Quite clearly, unless the Prime Minister withdraws support for Charles Court's actions and policies, the Federal Minister for Aboriginal Affairs, Senator Chaney, ought clearly to resign. He supports land rights in the States; he understands the Aborigines unique relationship with their land; he knows the significance of the sites; he espouses self-determination for all Aboriginal organisations. With all these fundamental Aboriginal causes, I agree. Labor agrees; the trade unions agree; the majority of the Australian people agree; but the Prime Minister does not agree with the Minister for Aboriginal Affairs.

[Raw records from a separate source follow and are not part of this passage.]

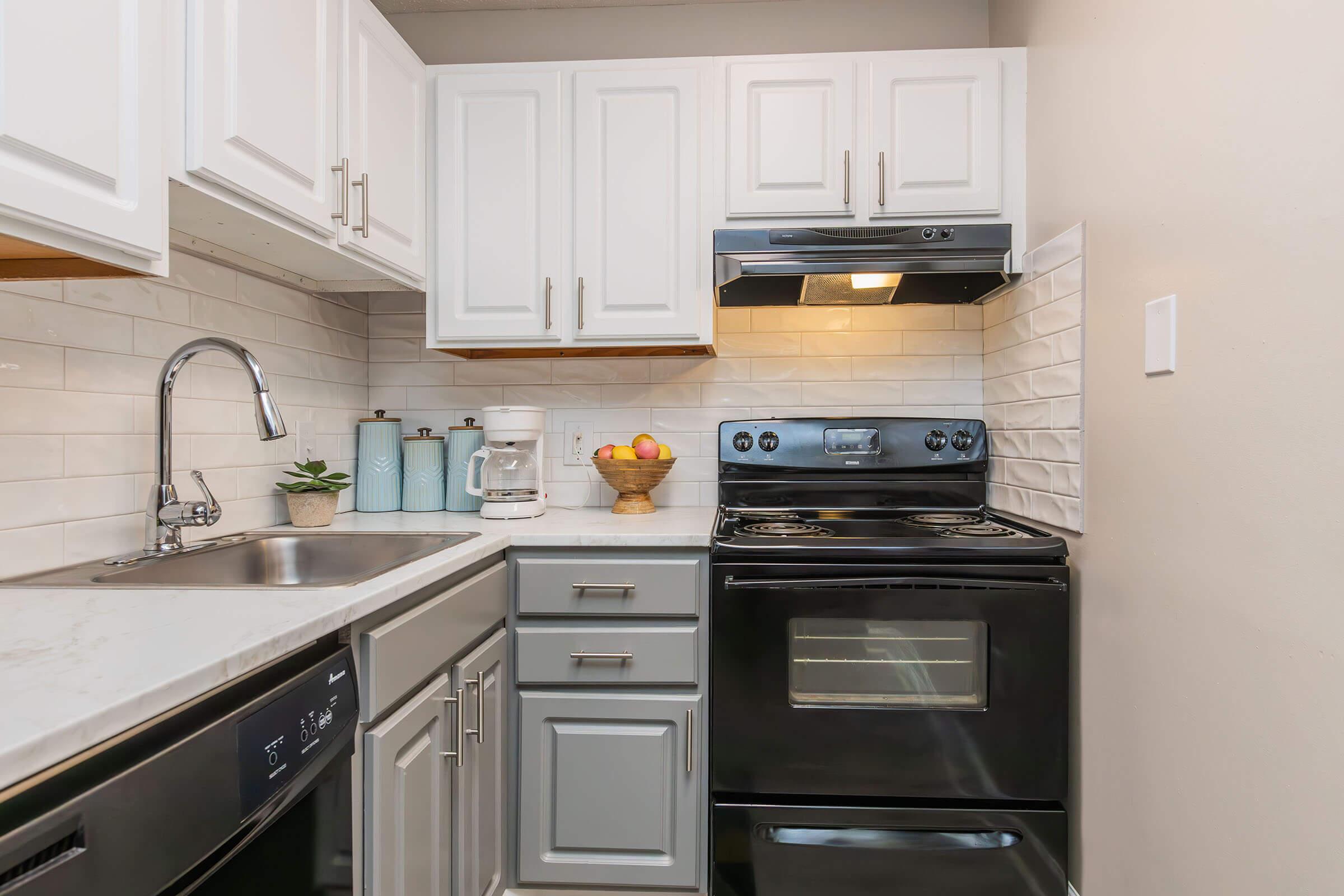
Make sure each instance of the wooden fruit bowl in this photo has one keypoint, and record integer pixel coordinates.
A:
(632, 481)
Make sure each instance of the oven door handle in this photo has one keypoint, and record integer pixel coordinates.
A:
(888, 837)
(920, 581)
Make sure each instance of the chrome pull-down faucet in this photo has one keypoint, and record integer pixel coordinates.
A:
(165, 514)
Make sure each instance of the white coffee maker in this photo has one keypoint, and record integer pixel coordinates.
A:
(507, 472)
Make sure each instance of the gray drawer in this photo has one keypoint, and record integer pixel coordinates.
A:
(663, 655)
(402, 652)
(644, 587)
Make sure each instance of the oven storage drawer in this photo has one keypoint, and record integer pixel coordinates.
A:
(597, 586)
(606, 655)
(795, 851)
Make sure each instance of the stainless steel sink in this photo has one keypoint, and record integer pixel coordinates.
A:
(259, 561)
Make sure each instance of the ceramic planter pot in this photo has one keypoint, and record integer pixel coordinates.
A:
(312, 508)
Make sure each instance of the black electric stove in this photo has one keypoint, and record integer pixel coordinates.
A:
(889, 667)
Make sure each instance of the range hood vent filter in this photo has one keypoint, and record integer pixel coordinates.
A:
(838, 289)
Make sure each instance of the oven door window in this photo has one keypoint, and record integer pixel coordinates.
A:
(889, 664)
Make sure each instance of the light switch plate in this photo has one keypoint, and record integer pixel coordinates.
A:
(306, 442)
(1160, 336)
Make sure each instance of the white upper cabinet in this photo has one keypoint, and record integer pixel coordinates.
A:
(385, 139)
(263, 102)
(499, 227)
(937, 130)
(792, 137)
(636, 202)
(81, 128)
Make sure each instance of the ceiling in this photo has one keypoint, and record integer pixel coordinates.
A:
(464, 6)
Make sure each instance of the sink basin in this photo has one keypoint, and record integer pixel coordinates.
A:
(260, 561)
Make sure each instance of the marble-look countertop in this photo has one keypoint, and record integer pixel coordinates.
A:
(80, 665)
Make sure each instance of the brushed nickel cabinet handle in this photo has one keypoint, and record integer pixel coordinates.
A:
(480, 708)
(690, 740)
(362, 228)
(456, 755)
(343, 216)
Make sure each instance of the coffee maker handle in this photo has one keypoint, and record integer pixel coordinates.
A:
(474, 466)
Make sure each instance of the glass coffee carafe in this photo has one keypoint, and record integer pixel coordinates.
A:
(507, 473)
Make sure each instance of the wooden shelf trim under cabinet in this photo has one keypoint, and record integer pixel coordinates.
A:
(581, 351)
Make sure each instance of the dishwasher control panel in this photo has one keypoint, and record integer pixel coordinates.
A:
(280, 739)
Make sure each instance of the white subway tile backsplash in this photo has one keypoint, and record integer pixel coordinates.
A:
(31, 365)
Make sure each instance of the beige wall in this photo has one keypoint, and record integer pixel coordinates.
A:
(1203, 147)
(694, 30)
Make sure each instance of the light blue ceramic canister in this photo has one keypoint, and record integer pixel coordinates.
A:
(463, 441)
(378, 479)
(422, 472)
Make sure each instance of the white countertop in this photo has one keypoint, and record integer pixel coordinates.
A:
(78, 665)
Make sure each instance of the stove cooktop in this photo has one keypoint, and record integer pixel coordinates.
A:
(815, 530)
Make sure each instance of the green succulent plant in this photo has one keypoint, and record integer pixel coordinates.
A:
(314, 477)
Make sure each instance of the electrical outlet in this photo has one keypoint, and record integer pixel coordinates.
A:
(306, 442)
(577, 449)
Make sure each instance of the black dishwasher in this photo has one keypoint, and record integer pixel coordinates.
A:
(245, 790)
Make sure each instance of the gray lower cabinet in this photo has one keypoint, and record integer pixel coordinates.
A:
(609, 789)
(408, 810)
(479, 782)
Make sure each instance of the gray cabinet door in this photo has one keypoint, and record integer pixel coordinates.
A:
(608, 789)
(408, 790)
(479, 805)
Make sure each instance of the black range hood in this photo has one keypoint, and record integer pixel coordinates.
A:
(921, 264)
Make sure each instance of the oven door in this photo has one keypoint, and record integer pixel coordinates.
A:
(792, 851)
(890, 680)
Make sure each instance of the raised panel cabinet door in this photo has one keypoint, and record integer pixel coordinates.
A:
(792, 137)
(479, 796)
(498, 184)
(408, 799)
(263, 104)
(937, 133)
(608, 790)
(81, 125)
(385, 139)
(637, 139)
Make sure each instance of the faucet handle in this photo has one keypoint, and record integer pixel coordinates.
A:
(213, 511)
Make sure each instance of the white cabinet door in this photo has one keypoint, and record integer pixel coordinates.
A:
(408, 813)
(937, 133)
(263, 102)
(81, 125)
(499, 227)
(791, 137)
(637, 140)
(385, 139)
(479, 801)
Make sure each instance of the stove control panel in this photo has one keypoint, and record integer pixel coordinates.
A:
(280, 739)
(875, 445)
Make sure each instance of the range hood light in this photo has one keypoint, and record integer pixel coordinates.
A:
(875, 281)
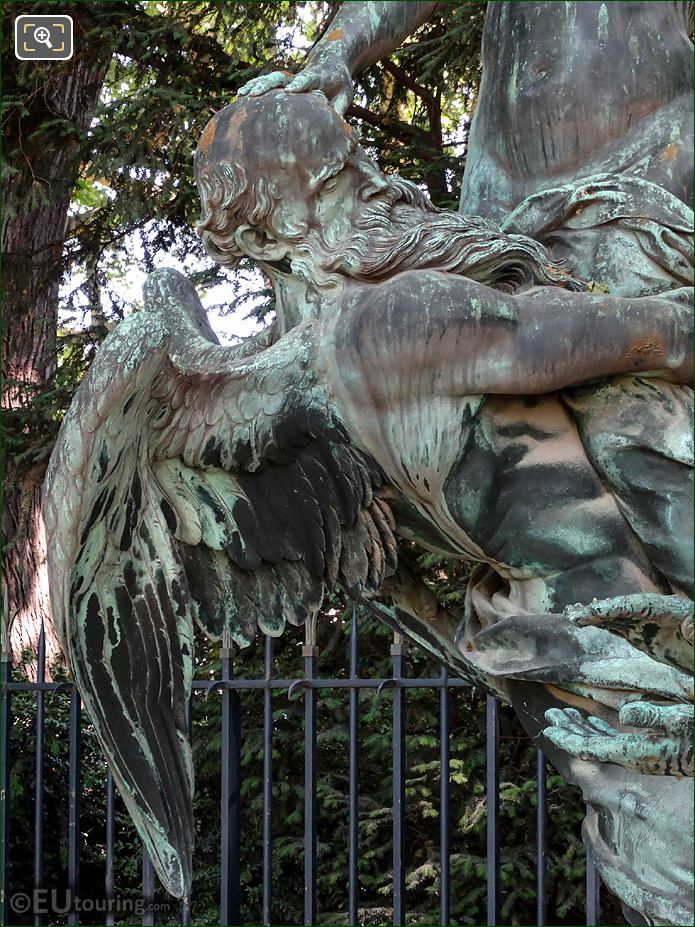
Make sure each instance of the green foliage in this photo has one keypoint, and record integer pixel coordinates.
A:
(172, 65)
(566, 859)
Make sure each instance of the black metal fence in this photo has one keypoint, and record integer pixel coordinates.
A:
(230, 849)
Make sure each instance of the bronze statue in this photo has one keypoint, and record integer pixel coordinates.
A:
(431, 376)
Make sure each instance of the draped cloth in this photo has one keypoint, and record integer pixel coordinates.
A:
(629, 237)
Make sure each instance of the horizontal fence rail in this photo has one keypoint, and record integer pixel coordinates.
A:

The Prime Minister supports black rights in Africa, but says that drilling must proceed at Noonkanbah. That is another example of his duplicity.


Mr Giles - What rot!


Mr WEST - Why does he not do something about it? Why does he not stop this monster in WA? The Federal Government has the power and the responsibility. In the show-down between mining companies and Aboriginals, with this Government the Aborigines will come last every time. Senator Chaney is jammed between Court and the Prime Minister. He is a prisoner of his belligerent State colleagues. He has been sold out by his own Prime Minister.

I congratulate the Australian Council of Trade Unions, the clergy and all those who supported these people. I hope they will continue that support. It should not be a trade union function to protect the Australian Aboriginals; it is the responsibility of the Federal Parliament. The Prime Minister must withdraw his support for Court and resolve the immediate problem of Noonkanbah by acquiring under section 51 of the Australian Constitution the sacred sites and areas at Noonkanbah. Failing that, if the Government is not willing to stop Court, Senator Chaney, as an honourable man - and I believe he is underneath - and as a result of his expressed criticism of the Western Australian Government, must resign.

Mr DEPUTY SPEAKER (Mr Millar)Order!The honourable member's time has expired.